Michael, an international student from Korea who rents an apartment in the NEO200 block, was unaware of the flammable cladding on the building until told yesterday by the WSWS reporters.
“Now that I know this, I’m angry. So they save money with cheap materials to construct? What can I do? What’s next? I feel powerless. A lot of people from the building are being forced to live with their families. They don’t know where to go next.”
As in the case of other privately-owned high-rise apartment blocks, the cost of removing the dangerous ACP cladding from NEO200 will fall on the owners of the building’s 371 apartments. Liability for any problems caused by the design or construction of the building expired in 2017, ten years after construction was completed.
The danger facing people living in such complexes is a direct result of government deregulation of building industry standards, privatisation of safety inspection, and cost-cutting in line with demands from property developers and the construction industry.

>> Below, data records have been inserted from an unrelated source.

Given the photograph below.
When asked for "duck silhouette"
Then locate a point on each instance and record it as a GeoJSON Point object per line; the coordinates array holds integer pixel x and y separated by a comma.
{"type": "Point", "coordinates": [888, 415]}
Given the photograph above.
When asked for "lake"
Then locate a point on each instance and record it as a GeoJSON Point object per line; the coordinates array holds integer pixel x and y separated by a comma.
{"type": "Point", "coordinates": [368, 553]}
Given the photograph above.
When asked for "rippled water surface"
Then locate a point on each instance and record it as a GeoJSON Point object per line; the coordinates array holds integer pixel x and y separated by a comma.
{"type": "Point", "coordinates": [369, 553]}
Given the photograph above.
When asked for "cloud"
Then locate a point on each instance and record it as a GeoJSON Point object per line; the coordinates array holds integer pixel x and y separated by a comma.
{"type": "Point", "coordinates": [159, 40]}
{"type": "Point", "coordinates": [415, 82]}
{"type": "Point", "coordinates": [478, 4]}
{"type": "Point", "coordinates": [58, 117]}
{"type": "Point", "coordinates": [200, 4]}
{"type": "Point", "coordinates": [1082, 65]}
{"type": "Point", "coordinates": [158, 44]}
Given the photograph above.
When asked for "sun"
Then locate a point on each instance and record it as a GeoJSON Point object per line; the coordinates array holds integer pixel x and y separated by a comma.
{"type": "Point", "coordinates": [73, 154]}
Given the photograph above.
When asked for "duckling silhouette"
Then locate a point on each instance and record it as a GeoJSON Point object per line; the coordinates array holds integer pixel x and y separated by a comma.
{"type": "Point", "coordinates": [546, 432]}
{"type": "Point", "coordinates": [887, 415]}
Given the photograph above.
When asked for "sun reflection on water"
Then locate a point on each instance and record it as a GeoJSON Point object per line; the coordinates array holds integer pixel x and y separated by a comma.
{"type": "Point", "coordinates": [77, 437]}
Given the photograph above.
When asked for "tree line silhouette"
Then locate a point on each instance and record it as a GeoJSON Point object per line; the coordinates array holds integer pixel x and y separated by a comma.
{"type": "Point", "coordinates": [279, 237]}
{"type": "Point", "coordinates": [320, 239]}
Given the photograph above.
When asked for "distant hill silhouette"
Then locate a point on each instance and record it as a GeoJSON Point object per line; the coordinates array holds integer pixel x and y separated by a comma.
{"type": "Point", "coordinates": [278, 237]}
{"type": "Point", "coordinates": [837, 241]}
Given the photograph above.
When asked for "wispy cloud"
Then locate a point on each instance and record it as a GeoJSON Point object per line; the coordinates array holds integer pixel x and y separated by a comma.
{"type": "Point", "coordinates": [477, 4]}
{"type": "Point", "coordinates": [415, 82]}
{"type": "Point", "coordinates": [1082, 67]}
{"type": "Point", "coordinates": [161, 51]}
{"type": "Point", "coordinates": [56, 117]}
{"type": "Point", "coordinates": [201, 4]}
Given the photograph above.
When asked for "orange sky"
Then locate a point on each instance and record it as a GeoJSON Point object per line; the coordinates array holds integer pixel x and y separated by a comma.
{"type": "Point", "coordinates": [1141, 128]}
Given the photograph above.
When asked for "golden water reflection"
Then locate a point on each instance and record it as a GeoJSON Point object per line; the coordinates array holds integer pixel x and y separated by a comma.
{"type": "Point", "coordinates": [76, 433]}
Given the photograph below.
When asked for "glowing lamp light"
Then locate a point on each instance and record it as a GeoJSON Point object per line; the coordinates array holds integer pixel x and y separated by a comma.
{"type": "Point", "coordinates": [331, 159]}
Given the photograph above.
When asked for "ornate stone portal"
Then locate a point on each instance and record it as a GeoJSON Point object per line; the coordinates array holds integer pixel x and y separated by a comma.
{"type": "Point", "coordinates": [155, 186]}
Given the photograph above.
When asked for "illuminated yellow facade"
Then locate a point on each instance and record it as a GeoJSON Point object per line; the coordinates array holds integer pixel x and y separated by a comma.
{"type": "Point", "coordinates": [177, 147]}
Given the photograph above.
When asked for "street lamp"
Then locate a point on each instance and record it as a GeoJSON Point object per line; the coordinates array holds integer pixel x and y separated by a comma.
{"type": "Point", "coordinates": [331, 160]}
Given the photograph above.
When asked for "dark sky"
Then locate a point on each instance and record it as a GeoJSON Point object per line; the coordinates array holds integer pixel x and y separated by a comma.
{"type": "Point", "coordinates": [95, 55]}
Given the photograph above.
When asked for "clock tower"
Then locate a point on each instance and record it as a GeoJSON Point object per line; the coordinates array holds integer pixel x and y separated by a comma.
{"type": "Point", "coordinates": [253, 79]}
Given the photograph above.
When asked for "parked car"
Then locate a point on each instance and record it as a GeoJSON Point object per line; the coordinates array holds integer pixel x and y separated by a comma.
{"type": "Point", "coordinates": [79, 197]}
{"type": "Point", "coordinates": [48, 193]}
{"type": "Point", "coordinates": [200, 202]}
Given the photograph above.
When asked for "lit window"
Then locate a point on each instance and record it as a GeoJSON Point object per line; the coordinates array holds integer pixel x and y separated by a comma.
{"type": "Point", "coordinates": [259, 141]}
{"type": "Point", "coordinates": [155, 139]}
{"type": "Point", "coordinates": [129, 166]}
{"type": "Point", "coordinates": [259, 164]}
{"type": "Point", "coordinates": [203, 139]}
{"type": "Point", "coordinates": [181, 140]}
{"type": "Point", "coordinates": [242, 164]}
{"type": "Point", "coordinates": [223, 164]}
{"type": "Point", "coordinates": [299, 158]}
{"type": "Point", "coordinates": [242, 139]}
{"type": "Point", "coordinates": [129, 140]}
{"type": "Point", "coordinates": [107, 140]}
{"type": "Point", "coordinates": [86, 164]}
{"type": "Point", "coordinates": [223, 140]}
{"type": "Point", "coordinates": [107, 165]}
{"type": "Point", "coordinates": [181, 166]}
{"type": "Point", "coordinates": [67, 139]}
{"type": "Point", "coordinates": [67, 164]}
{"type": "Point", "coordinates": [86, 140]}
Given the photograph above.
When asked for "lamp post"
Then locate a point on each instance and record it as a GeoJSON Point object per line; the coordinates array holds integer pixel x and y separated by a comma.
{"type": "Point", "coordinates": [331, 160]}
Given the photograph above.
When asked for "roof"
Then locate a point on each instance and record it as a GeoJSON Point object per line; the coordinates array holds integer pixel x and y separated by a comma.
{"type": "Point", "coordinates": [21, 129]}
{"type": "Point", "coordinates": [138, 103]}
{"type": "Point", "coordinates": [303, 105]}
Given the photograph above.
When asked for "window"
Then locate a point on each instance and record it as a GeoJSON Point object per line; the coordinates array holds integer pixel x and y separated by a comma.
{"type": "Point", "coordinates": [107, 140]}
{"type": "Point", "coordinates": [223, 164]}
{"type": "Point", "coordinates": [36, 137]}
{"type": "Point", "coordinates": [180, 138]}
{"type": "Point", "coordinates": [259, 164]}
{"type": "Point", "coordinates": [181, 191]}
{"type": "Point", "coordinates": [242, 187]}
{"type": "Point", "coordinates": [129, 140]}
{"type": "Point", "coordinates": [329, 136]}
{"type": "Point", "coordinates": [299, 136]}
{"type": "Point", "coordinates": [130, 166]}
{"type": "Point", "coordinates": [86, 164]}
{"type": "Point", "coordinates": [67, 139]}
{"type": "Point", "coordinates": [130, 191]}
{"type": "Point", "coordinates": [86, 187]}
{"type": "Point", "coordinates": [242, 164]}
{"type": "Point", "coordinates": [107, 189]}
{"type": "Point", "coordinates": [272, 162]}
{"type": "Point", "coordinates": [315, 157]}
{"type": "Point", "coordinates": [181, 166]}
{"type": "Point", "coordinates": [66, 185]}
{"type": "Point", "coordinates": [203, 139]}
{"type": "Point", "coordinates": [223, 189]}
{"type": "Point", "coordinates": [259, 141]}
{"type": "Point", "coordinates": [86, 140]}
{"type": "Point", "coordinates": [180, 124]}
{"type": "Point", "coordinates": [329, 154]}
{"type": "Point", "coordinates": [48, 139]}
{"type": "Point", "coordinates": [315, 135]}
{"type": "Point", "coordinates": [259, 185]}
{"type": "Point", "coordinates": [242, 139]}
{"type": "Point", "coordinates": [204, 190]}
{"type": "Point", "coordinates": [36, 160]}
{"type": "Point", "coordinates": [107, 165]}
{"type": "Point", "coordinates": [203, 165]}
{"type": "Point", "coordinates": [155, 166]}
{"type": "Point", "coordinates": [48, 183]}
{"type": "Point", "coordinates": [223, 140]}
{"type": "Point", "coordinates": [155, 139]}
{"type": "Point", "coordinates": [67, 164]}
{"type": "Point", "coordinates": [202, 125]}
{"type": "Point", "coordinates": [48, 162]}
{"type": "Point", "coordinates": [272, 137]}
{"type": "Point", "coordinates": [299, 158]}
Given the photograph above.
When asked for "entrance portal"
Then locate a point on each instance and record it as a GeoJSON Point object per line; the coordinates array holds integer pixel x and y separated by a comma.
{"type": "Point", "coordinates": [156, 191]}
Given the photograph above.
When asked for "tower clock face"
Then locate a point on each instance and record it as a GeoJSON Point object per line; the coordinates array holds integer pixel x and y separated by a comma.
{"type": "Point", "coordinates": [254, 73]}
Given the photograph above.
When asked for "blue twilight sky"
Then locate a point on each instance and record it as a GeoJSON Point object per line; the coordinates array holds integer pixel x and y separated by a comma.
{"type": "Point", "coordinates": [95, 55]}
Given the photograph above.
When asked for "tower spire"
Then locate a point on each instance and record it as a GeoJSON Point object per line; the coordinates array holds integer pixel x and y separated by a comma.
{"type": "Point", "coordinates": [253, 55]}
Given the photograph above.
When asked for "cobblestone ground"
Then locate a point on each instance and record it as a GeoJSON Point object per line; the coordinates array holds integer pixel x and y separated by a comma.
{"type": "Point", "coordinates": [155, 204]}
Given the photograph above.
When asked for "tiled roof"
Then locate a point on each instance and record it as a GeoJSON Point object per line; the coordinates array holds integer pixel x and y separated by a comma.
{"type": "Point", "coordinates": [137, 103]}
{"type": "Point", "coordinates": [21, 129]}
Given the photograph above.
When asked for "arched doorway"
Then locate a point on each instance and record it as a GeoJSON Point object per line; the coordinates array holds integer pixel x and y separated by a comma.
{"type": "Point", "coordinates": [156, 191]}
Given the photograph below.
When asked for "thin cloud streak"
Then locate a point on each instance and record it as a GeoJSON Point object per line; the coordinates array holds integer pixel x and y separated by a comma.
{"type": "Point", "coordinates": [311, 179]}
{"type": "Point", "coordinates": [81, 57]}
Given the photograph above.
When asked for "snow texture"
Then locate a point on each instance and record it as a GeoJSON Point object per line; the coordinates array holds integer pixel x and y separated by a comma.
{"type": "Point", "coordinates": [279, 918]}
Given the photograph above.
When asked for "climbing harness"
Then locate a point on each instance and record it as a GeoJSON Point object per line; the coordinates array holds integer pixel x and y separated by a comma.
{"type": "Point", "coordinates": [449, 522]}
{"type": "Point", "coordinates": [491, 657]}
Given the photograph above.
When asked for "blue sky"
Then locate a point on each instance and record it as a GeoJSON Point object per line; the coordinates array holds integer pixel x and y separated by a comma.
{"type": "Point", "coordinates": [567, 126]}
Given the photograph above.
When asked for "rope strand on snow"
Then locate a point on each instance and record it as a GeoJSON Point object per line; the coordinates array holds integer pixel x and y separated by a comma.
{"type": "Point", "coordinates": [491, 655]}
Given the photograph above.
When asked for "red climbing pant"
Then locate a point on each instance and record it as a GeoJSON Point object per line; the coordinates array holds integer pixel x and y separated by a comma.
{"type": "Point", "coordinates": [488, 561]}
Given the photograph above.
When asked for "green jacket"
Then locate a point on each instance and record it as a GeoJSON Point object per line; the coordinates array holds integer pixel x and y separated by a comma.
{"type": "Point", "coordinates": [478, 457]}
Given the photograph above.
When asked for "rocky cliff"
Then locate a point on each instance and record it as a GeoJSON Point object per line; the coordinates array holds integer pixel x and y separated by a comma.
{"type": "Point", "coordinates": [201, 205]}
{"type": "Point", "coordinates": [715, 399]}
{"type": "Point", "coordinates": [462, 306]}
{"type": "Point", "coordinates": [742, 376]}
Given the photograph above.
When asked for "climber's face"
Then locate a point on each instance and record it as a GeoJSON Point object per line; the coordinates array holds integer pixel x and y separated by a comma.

In the UK, the Socialist Equality Party and the Grenfell Fire Forum have insisted that the current British government inquiry and police investigation into the disaster are not seeking to bring to justice those responsible for the deaths of 72 people but are integral elements of an orchestrated state cover-up. Twenty months after the terrible event not a single person responsible has been arrested, let alone charged.